Deutsch-irische Beziehungen
Deutschland und Irland unterhalten seit 1922 bilaterale Beziehungen. Beide Staaten sind Mitglieder der Europäischen Union, der Organisation für wirtschaftliche Zusammenarbeit und Entwicklung sowie der Organisation für Sicherheit und Zusammenarbeit in Europa.
Irland | Deutschland |
Eine deutsche Botschaft besteht in Dublin, ein deutscher Honorarkonsul ist in Galway tätig.[1] Irland unterhält eine Botschaft in Berlin und hat fünf Honorarkonsuln (in Bergisch Gladbach, Frankfurt am Main, Hamburg, München und Stuttgart).[2]
Geschichte
Die von Rom unabhängige christliche Missionstätigkeit irischer Mönche zwischen dem 6. und 8. Jahrhundert bezeichnet man als iro-schottische Mission. Diese beeinflusste auch den deutschsprachigen Raum sehr stark. So wirkten Columban von Luxeuil und der Heilige Gallus in der Bodensee-Region. Der heilige Kilian soll in Würzburg und Umgebung gepredigt haben. Der heilige Virgil hingegen war in Salzburg als Bischof tätig. Die zweite Phase der iro-schottischen Missionierung war eng mit dem irischen Wirken in den benediktinischen Schottenklöstern verbunden. Deren Entstehung ging auf den Iren Marianus Scottus zurück, der mit Gefährten 1070 in Regensburg erschien und eine asketisch lebende Mönchsgemeinschaft gründete, von der mehrere Klostergründungen ausgingen. Auf Grund der relativ großen geographischen Entfernung konzentrierten sich die deutsch-irischen Beziehungen auch später oft auf wichtige Einzelpersonen. So wurde zum Beispiel der Oberbefehlshaber der kaiserlichen Streitkräfte im Dreißigjährigen Krieg, Wallenstein, im Jahr 1634 in Eger von dem irischen Hauptmann Walter Deveroux ermordet.[3] Insgesamt kämpften nicht wenige irische Soldaten auf den deutschen Kriegsschauplätzen jener Zeit.[4] Bei späteren kriegerischen Auseinandersetzungen im Rahmen der Jakobitenaufstände fiel 1690 der deutschstämmige Heerführer Friedrich von Schomberg in der Schlacht am Boyne im Osten Irlands. Der Deutsche Richard Cassels (1690–1751) wirkte als erfolgreicher Architekt in Irland, während sich der geborene Dubliner William Thomas Mulvany (1806–1885) große Verdienste bei der industriellen Entwicklung des Ruhrgebiets erwarb.[5]

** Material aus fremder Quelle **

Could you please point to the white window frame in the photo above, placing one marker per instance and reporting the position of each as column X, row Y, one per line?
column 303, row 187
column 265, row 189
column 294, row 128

Lola Montez (eigentlich Elizabeth Rosanna Gilbert, geboren im irischen Grange) wurde durch ihr Verhältnis mit dem bayerischen König Ludwig I. zum „Katalysator“ der Revolution in Bayern 1848. Im 19. Jahrhundert etablierte sich eine bedeutende Keltologie im deutschsprachigen Raum als Wissenschaftsfach. Diese beeinflusste auch das Erwachen des irischen Nationalbewusstseins in einer Zeit, als das Land ein Teil des Vereinigten Königreichs von Großbritannien und Irland war. Immer wieder kam es in dieser Zeit zu Protesten und Aufständen gegen die britische Herrschaft.
1914 konnte die Verabschiedung der irischen Home Rule (autonome Selbstverwaltung) durch das britische Unterhaus von den Gegnern dieser Neuerung nicht mehr verhindert werden, doch der Ausbruch des Ersten Weltkriegs verzögerte die Durchsetzung; zunächst auf 1915, da man von einem kurzen Krieg ausging. (Bis 1920 wurde keine Home Rule Bill umgesetzt.) Viele der Mitglieder der Ulster Volunteer Force und der Irish Volunteers traten während des Krieges der britischen Armee bei – durchaus auch oft aus irlandpolitischen Erwägungen. Sie kämpften gegen das Deutsche Reich und seine Verbündeten vornehmlich an der Westfront, in der Schlacht von Gallipoli und im Nahen Osten. Man nimmt an, dass 30.000 bis 50.000 Iren während des Krieges ums Leben kamen. Im Rahmen der Vorbereitung des irischen Osteraufstands gegen die Briten 1916 hatten die Deutschen (nach dem Motto „Der Feind meines Feindes ist mein Freund“) zugesagt, irisch-britische Kriegsgefangene, die sich dazu bereit erklärt hatten, nach Irland zu transportieren und etwa 40.000 französische und russische Beutegewehre mit einem Hilfsschiff am Karfreitag in Irland (Grafschaft Kerry) anzulanden. Die Landung schlug fehl, weil Ort und Zeit nicht gut koordiniert waren. Ebenso scheiterte der gesamte Aufstand. Allerdings schufen die massiven britischen Repressionen gegen die Aufständischen eine weit verbreitete anti-englische Haltung in der irischen Bevölkerung und führten zu einer Popularisierung des Unabhängigkeitsgedankens. Der folgende Irische Unabhängigkeitskrieg (1919–1921) führte 1921 zum Anglo-Irischen Vertrag, der für 26 der 32 irischen Countys (außer Nordirland) die Unabhängigkeit von Großbritannien garantierte.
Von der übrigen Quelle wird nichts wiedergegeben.